The Koyukon Athabascans had seasonal camps in the area and moved as the wild game migrated. In the summer many families floated on rafts to the Yukon River to fish for salmon. There were 12 summer fish camps located on the Yukon River between the Koyukuk River and the Nowitna River. Galena was established in 1918 near an Athabascan fish camp called Henry's Point. It became a supply and point for nearby lead ore mines that opened in 1918 and 1919.[2]

In 1920, Athabascans living upriver at Louden began moving to Galena to sell wood to steamboats and to work hauling freight for the mines. A school was established in Galena in the mid-1920s.

Military Air Base

In 1941-42 during World War II,[2] a military air field was built adjacent to the civilian airport, and the two facilities shared the runway and flight line facilities. This air field was designated Galena Air Force Station shortly after the split of the United States Air Force from the United States Army, which occurred as a result of the National Security Act of 1947. During the 1950s, the construction of additional military facilities at Galena and the nearby Campion Air Force Station, in support of Galena's mission as a forward operating base under the auspices of the 5072nd Air Base Group, headquartered at Elmendorf Air Force Base, near Anchorage, provided improvements to the airport and the local infrastructure, causing economic growth for the area.

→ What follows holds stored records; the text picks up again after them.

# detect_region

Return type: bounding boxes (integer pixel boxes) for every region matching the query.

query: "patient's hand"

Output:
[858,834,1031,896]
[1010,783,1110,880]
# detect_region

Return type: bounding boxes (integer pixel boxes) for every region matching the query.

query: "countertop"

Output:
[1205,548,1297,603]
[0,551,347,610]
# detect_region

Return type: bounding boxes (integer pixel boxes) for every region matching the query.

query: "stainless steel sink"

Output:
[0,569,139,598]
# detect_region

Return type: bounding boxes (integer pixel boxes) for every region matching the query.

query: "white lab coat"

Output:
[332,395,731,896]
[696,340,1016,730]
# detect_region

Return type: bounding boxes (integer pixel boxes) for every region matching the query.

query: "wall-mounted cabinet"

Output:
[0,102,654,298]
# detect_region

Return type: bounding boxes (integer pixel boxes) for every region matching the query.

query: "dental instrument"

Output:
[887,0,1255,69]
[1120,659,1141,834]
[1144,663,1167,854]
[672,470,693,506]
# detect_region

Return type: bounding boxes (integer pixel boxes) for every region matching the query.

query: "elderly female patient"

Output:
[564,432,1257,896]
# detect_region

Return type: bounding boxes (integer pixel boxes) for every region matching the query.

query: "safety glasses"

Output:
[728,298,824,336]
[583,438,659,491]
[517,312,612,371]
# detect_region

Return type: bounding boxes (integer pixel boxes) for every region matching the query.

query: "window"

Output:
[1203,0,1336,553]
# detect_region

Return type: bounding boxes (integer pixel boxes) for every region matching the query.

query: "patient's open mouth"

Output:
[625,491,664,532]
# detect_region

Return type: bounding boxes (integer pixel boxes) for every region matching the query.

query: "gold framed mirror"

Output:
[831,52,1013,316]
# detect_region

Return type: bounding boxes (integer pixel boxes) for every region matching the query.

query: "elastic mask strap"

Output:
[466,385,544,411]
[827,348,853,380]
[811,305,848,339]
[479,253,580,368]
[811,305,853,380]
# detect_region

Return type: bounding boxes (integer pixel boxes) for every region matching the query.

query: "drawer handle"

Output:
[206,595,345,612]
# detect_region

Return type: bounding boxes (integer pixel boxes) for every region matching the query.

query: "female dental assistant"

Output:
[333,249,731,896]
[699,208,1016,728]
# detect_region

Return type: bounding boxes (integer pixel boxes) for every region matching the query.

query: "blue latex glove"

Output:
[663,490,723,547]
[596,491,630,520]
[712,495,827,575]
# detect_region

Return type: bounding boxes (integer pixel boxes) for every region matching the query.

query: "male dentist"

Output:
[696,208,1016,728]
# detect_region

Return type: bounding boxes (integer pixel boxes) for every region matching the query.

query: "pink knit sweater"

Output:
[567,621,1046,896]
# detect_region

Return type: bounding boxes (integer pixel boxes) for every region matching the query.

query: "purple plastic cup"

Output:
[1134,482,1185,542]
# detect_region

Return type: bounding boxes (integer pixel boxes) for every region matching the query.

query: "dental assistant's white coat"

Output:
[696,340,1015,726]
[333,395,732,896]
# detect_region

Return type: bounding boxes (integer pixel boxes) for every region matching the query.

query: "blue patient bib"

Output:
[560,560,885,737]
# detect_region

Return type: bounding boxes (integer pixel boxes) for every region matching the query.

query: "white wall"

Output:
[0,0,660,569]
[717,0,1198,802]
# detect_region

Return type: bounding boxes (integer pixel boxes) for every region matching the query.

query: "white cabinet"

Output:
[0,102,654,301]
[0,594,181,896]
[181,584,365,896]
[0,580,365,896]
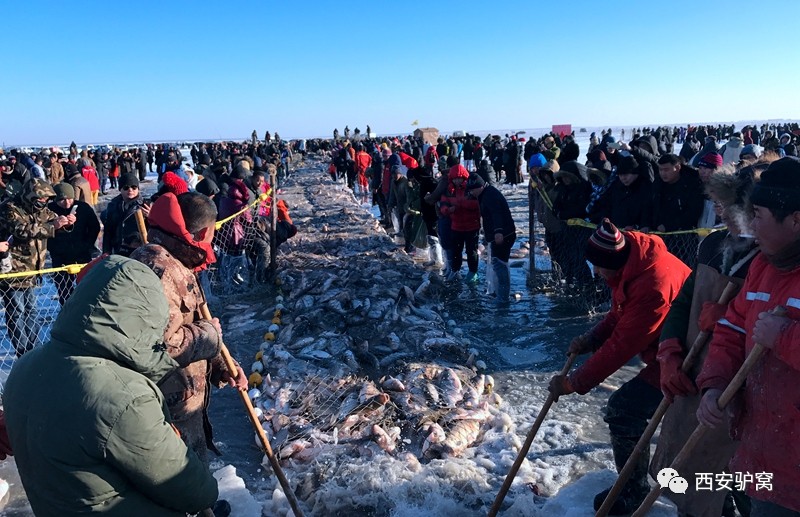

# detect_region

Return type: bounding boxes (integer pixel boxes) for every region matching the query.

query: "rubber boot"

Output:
[594,435,650,515]
[492,257,511,303]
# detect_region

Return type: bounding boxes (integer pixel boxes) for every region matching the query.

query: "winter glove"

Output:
[697,302,728,332]
[656,338,697,404]
[547,375,575,402]
[567,332,597,355]
[192,320,222,362]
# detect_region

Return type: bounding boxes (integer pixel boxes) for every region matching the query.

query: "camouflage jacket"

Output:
[130,228,226,450]
[0,201,56,289]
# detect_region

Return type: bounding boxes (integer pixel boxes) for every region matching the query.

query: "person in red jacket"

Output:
[439,163,481,283]
[697,157,800,517]
[549,219,691,515]
[355,143,372,196]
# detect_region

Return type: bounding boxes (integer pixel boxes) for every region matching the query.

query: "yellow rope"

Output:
[566,219,728,237]
[215,189,272,230]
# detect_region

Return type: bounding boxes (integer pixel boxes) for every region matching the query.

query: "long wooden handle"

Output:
[200,304,303,517]
[489,354,577,517]
[632,306,786,517]
[595,282,739,517]
[133,209,147,244]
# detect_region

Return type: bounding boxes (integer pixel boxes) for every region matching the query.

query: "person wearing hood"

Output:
[131,192,247,490]
[64,162,94,207]
[466,174,517,303]
[650,167,758,517]
[0,179,70,357]
[719,131,744,165]
[100,172,150,256]
[386,165,411,243]
[689,136,719,169]
[3,256,218,517]
[439,164,481,283]
[696,158,800,517]
[549,219,691,515]
[588,155,653,231]
[47,183,100,307]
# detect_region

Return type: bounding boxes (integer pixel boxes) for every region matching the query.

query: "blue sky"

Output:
[0,0,800,145]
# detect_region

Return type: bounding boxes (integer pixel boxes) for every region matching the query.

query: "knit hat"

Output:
[195,177,219,197]
[528,153,547,167]
[466,174,486,190]
[53,179,75,201]
[447,163,469,180]
[119,172,139,189]
[750,156,800,212]
[617,155,639,176]
[697,153,722,169]
[586,218,631,270]
[739,144,761,158]
[159,171,189,196]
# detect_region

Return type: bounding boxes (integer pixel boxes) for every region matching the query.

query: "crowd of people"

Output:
[0,119,800,517]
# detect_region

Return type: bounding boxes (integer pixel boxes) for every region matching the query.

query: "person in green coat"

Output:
[3,255,219,517]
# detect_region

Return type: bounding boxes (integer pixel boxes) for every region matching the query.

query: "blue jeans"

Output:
[3,287,41,357]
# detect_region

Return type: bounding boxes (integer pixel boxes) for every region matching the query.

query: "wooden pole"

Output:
[269,170,278,273]
[595,282,739,517]
[133,207,147,244]
[632,306,786,517]
[489,354,577,517]
[200,304,303,517]
[136,215,303,517]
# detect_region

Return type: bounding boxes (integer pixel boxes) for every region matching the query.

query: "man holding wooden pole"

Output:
[550,219,691,515]
[692,157,800,517]
[131,192,247,517]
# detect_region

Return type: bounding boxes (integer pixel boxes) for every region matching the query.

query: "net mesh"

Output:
[0,191,271,402]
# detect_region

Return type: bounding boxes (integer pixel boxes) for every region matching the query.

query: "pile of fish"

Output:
[225,161,536,515]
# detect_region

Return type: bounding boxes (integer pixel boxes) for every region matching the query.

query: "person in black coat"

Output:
[651,154,705,267]
[101,173,150,256]
[467,174,517,303]
[47,183,100,306]
[589,156,653,230]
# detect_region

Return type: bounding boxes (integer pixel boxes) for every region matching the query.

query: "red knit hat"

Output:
[447,163,469,180]
[161,171,189,196]
[586,218,631,270]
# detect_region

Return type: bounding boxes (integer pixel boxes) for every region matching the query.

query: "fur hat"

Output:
[53,182,75,201]
[697,153,722,169]
[586,218,631,270]
[617,155,639,176]
[447,163,469,180]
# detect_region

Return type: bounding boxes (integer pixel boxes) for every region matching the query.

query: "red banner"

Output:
[553,124,572,138]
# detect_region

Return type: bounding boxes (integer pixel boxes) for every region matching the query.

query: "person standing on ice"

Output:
[650,162,768,517]
[549,219,691,515]
[697,157,800,517]
[131,192,247,512]
[3,256,218,517]
[466,174,517,303]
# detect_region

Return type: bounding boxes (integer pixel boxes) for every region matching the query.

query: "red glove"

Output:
[656,338,697,404]
[697,302,728,332]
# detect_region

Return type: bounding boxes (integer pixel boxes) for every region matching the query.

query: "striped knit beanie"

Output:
[586,218,631,270]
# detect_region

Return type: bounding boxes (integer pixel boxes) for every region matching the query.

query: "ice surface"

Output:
[214,465,262,517]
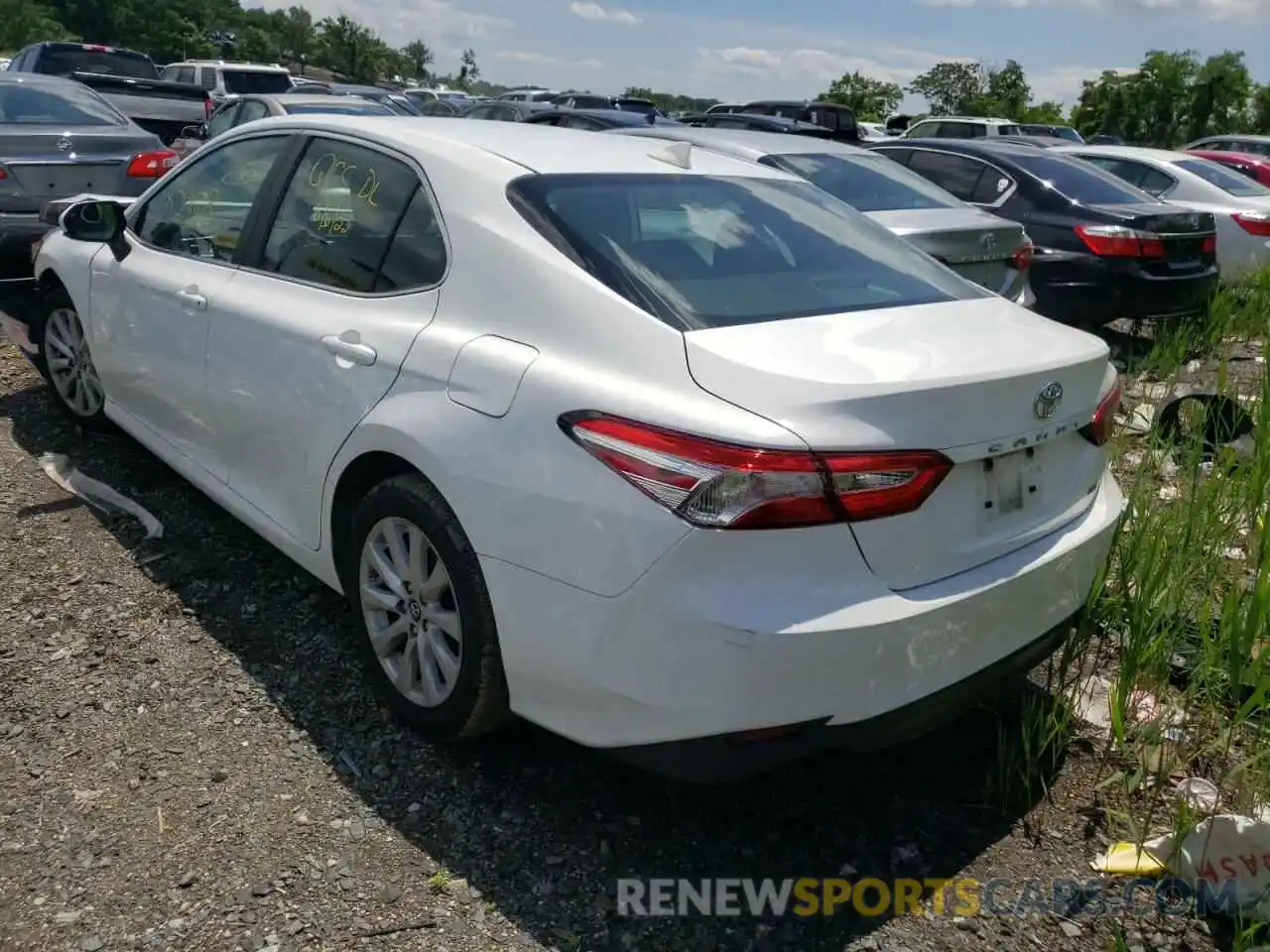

Following the end of the Cold War, in 1993 operation of Galena Air Force Station was turned over to a contractor, and all military personnel were withdrawn.[2] It remains in use effectively as a forward operating location that is used occasionally by the military. This use has recently come under scrutiny by the Base Realignment and Closure Committee [1]. The base was guarded by Gary ( mad dog) Bergeron from November 1963- December 1964. The actress Beatrice Arthur was among the passengers who made an emergency landing there on a private plane in 1963.